Good for vision tasks and small-batch regimes where BatchNorm is noisy.
TNNetInstanceNorm
Constructor: Create(). A TNNetGroupNorm with Groups = Depth — one channel
per group — resolved from the input depth at SetPrevLayer time. Each channel is
normalized independently over its spatial (X, Y) extent. Same learnable
per-element gamma/beta as GroupNorm. Typical in style transfer and generative
vision models.
TNNetMovingStdNormalization
Constructor: Create(). The repo's batch-norm-style "moving" standardization:
subtracts a learned shift and divides by a learned standard-deviation scalar over
the whole tensor. It carries 2 trainable scalars (shift and std). Repo
behavior note: the std update is deliberately damped (≈100x slower than the
zero-centering term, see GetMaxAbsoluteDelta returning * 0.01) to avoid
overflow spikes; the std divisor is only applied when std > 0 and std <> 1.
Use it as a possible drop-in replacement for batch normalization on a whole
tensor (also reachable via TNNet.AddMovingNorm).
TNNetChannelStdNormalization
Constructor: Create(). This is the repo's per-channel std normalization
(descends from TNNetChannelZeroCenter): it zero-centers per channel and then
multiplies each channel by a trainable per-channel scale (one weight per Depth
channel, init 1). Repo behavior note: the std-deviation learning is again
heavily damped (-FLearningRate*0.01 / channelSize) and, on the backward pass,
the channel-error scaling is clamped with SetMin(1) because "the direction of
the error is more important than its magnitude." Reachable per channel via
TNNet.AddChannelMovingNorm.
TNNetPixelNorm
Constructor: Create(). eps = 1e-8 (fixed).
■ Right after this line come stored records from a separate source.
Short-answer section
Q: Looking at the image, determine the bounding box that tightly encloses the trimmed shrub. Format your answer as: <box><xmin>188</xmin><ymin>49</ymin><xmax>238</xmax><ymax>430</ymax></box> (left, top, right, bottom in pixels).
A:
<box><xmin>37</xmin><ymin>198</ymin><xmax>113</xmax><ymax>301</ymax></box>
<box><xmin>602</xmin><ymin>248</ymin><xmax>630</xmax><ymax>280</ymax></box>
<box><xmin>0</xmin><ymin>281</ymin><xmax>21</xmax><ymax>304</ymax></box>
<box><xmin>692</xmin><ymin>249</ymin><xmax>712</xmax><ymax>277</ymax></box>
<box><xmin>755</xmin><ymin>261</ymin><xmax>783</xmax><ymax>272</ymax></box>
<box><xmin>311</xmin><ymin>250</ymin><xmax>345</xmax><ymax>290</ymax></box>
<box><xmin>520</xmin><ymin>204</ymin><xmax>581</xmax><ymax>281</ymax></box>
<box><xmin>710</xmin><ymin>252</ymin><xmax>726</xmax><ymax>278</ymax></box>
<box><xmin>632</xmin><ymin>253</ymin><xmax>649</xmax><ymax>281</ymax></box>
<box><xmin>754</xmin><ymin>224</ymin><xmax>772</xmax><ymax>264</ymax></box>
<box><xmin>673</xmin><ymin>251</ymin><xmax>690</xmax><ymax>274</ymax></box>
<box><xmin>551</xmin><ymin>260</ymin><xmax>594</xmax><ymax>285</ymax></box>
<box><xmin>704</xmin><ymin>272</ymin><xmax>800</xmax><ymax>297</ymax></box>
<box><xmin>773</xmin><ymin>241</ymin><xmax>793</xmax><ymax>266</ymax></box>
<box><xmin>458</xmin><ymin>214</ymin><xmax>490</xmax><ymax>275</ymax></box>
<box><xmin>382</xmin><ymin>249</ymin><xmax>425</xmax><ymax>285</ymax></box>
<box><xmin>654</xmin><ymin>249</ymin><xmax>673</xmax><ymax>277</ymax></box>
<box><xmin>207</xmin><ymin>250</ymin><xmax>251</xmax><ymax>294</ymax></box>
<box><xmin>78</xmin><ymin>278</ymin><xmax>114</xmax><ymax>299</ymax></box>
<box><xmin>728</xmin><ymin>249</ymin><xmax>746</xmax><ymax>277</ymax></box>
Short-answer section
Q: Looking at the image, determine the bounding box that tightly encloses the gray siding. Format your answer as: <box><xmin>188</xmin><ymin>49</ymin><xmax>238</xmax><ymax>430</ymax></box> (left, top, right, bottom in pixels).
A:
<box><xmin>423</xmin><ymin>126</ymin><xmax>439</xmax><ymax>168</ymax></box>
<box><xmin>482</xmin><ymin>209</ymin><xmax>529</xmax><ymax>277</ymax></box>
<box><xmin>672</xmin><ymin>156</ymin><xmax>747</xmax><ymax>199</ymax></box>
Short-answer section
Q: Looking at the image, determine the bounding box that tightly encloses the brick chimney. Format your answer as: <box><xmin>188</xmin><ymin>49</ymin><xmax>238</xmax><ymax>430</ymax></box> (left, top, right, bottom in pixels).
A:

StyleGAN-style per-pixel
feature-vector normalization: for each (X, Y) position the Depth-dimensional
vector is divided by its root-mean-square over the depth axis, giving each
pixel a unit-RMS feature vector. Parameter-free. Common in GAN generators.
TNNetL2Normalize
Constructors: Create(), Create(eps), Create(axis), Create(axis, eps).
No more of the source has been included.